Despite being a sport machine, the Wild Cat’s cockpit is perhaps the most comfortable of any side-by-side. The contoured high-back seats feature cut and sewn covers and offer plenty of padding. Their wrap-around design helps hold you in place, making you feel one with the machine. The seats are mounted five-inches lower than those in the RZR XP adding to the car-like feel of the Wild Cat and reducing the amount of movement transferred to the occupants as the machine traverses rough terrain. Arctic Cat’s anti-cinch seat belts never seemed to dig into our collarbones like most other three-point restraints do. While we were disappointed by the lack of a front passenger grab bar, the ride was so smooth you could merely hold onto the door handle and leave your left hand in your lap. Other cockpit amenities include drink holders, glove box, power outlet, plus combo digital and analog instruments.
As a pure sport side-by-side, the Wild Cat is without a hitch, but has 300 pounds of cargo-carrying capacity in its bed. The machine is available in both Arctic Cat green or black and features a metal flake, automotive paint finish. It looks sweet and is tougher than normal plastic, but it will cost more to replace in the event of a rollover. LED head and taillights are a nice touch, along with the gorgeous 14-inch aluminum wheels.
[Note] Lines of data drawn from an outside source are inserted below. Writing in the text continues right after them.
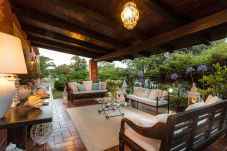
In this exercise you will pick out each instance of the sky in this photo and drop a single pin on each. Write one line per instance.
(64, 58)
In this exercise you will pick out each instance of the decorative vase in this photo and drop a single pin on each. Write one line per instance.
(7, 92)
(23, 92)
(113, 94)
(194, 88)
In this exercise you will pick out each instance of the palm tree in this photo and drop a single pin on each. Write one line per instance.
(45, 63)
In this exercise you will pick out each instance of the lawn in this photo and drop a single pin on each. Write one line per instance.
(57, 94)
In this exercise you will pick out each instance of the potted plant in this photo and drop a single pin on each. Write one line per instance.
(113, 86)
(25, 85)
(180, 98)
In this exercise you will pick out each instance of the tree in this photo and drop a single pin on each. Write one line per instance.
(62, 69)
(45, 64)
(80, 63)
(105, 64)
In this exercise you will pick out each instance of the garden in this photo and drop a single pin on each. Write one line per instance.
(204, 65)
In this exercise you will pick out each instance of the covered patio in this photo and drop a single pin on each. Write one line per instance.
(94, 29)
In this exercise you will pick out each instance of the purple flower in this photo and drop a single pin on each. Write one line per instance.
(140, 73)
(190, 69)
(202, 68)
(174, 76)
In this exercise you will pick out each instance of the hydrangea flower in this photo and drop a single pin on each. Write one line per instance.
(202, 68)
(190, 69)
(140, 73)
(174, 76)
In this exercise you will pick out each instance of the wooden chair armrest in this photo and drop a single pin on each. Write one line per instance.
(156, 132)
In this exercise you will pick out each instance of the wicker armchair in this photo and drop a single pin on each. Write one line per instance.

With a retail price of $16,599, features like EPS, painted plastic, plus class-leading suspension travel are stacked in the Wild Cat’s favor. Its superb real-world performance makes us crave owning one. While it’s not completely perfect, there are things it does notably better than any of its competitors, like going ridiculously fast in the rough, and doing so while cocooning both driver and passenger in complete comfort. Arctic Cat may have just changed the way people perceive side-by-side performance, and them as a company.
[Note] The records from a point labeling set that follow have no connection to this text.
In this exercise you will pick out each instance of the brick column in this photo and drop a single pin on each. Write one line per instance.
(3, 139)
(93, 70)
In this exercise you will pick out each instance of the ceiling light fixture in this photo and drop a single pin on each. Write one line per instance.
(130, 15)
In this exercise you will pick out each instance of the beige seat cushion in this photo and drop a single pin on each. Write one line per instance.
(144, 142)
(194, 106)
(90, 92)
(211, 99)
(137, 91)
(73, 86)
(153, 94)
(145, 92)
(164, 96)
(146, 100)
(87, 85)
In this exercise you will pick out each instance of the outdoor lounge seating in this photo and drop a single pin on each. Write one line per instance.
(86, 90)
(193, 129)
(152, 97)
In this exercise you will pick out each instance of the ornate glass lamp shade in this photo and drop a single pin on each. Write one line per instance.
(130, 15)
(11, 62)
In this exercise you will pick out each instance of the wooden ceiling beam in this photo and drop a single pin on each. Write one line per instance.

- Arctic Green Metallic Paint, Black Metallic Paint
|Engine Type||V-Twin SOHC 4-stroke, 4-valve w/EFI HO|
|Bore & Stroke||92×71.6|
|Cooling System||Liquid with twin fan|
|Fuel Capacity||8.8 gal. / 33.3 liters|
|Transmission||Automatic CVT with EBS, Hi/Lo Range & Reverse|
|Drive System||2/4 WD + Electric Diff Lock|
|Front Brakes||Hydraulic Disc|
|Front Suspension||Double A-Arm|
|Front Travel||17 in. / 43.2 cm|
|Rear Suspension||5-Link Trailing Arm|
|Rear Travel||18 in. / 45.7 cm|
|Front Tires||26 x 9-R14|
|Rear Tires||26 x 11-R14|
|Overall Length||120 in. / 304.8 cm|
|Overall Width||64 in. / 162.6 cm|
|Overall Height||65.8 in. / 167 cm|
|Wheelbase||95 in. / 228.6 cm|
|Ground Clearance||13 in. / 33.0 cm|
|Dry Weight||1305 lb. / 592 kg|
|Front Rack Capacity||NA|
|Rear Rack Capacity||300 lb. / 136.1 kg|
- Electronic Power Steering, Aluminum Rims, Paint, Tilt Steering, Compression Valve Adjustable Shocks, LED Headlights and Taillights
2012 Arctic Cat Wildcat 1000
Summary: With a retail price of $16,599, features like EPS, painted plastic, plus class-leading suspension travel are stacked in the Wild Cat’s favor. Its superb real-world performance makes us crave owning one. While it’s not completely perfect, there are things it does notably better than any of its competitors, like going ridiculously fast in the rough, and doing so while cocooning both driver and passenger in complete comfort. Arctic Cat may have just changed the way people perceive side-by-side performance, and them as a company.